Inspector of Liang Province (涼州刺史)
- In office ? – 213
- Monarch: Emperor Xian of Han
- Chancellor: Cao Cao

Personal details
- Born: Unknown Xi'an, Shaanxi
- Died: 213 Gangu County, Gansu
- Relations: Wei Dan (younger brother)
- Parent: Wei Duan (father);
- Occupation: Politician
- Courtesy name: Yuanjiang (元將)

= Wei Kang =

Chinese official and politician (died 213)

Wei Kang (died 213), courtesy name Yuanjiang, was a Chinese politician who lived in the late Eastern Han dynasty of China.

==Early life and career==
Wei Kang was from Jingzhao Commandery (京兆郡), which is around present-day Xi'an, Shaanxi. His father, Wei Duan (韋端), initially served as the Governor (牧) of Liang Province (涼州), but was later recalled to the imperial capital to serve as Minister Coachman (太僕). Kong Rong once told Wei Duan, "Two days ago, Yuanjiang visited me. He is knowledgeable, talented, bright, elegant and resilient. He will become a great man." Wei Kang also had a younger brother, Wei Dan (韋誕), (Note: Wei Dan was also a master calligrapher. According to Hu Zhao's biography in Records of the Three Kingdoms, Wei Dan's calligraphy was widely emulated by others, alongside those of Hu, Handan Chun, Zhong Yao, and Wei Ji (卫觊; father of Wei Guan).) who served as a Household Counsellor (光祿大夫) in the Han imperial court. The Sanfu Juelu recorded that Wei Kang was already eight chi and five cun tall (approximately 1.96 metres) when he was just 14 years old.

Wei Kang was recommended by Xun Yu to join the Han civil service. He initially served as a Registrar (主簿) in Jingzhao Commandery. After Wei Duan was recalled to the imperial capital, Wei Kang took over his father's duties and served as the Inspector (刺史) of Liang Province. The people in Liang Province regarded him highly.

==Siege of Jicheng==

In 211, a coalition of warlords from northwestern China, under the leadership of Ma Chao and Han Sui, started a rebellion in Liang Province against the Han central government, which was headed by Cao Cao. Cao Cao's forces defeated Ma Chao and the coalition at the Battle of Tong Pass.

In the subsequent years, Ma Chao, with support from the Qiang tribes and the warlord Zhang Lu, constantly raided and attacked the lands in Liang Province. At the time, Wei Kang was stationed in Liang Province's capital, Ji (兾; also called Jicheng, in present-day Gangu County, Gansu), which came under siege by Ma Chao. When reinforcements did not show up, Wei Kang sent his subordinate Yan Wen (閻溫) to report the situation to the general Xiahou Yuan and seek help, but Yan Wen was caught and executed by Ma Chao after refusing to surrender. Wei Kang and the defenders continued to put up a firm defence.

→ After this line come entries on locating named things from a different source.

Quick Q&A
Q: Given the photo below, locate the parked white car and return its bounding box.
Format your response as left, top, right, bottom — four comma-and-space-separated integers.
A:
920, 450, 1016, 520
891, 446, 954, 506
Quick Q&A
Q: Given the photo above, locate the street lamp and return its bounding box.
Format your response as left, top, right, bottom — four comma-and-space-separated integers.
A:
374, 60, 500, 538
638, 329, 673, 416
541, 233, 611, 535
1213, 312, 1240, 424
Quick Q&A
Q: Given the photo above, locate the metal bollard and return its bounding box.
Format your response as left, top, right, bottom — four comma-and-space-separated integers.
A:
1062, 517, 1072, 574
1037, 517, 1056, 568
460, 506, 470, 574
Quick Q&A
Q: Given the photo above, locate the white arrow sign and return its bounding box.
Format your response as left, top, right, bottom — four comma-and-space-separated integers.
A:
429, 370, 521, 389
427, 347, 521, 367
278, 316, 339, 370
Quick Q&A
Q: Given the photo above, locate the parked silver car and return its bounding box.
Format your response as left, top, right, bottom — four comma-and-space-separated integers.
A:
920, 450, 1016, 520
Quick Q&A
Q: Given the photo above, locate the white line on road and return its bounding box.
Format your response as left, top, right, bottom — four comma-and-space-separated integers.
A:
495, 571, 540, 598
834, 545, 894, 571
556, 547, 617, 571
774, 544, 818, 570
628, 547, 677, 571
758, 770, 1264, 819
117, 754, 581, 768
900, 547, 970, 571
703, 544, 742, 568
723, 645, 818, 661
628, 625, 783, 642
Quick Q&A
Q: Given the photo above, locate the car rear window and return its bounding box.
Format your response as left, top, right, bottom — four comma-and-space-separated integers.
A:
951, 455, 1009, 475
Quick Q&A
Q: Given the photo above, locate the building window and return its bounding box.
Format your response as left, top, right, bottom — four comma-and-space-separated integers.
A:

However, over time, the city gradually ran out of supplies and its defenders and civilian population began to suffer. Wei Kang took pity on the plight of the people and wanted to start peace talks with Ma Chao. Zhao Ang attempted to dissuade him from doing so but was ignored. Yang Fu also tearfully pleaded with Wei Kang to defend the city to the death. However, Wei Kang managed to conclude peace negotiations with Ma Chao, with both sides agreeing to end the conflict. Wei Kang then opened the city gates and surrendered. Ma Chao broke his promise later, killed Wei Kang, seized control of Liang Province, and forced Wei Kang's subordinates to submit to him.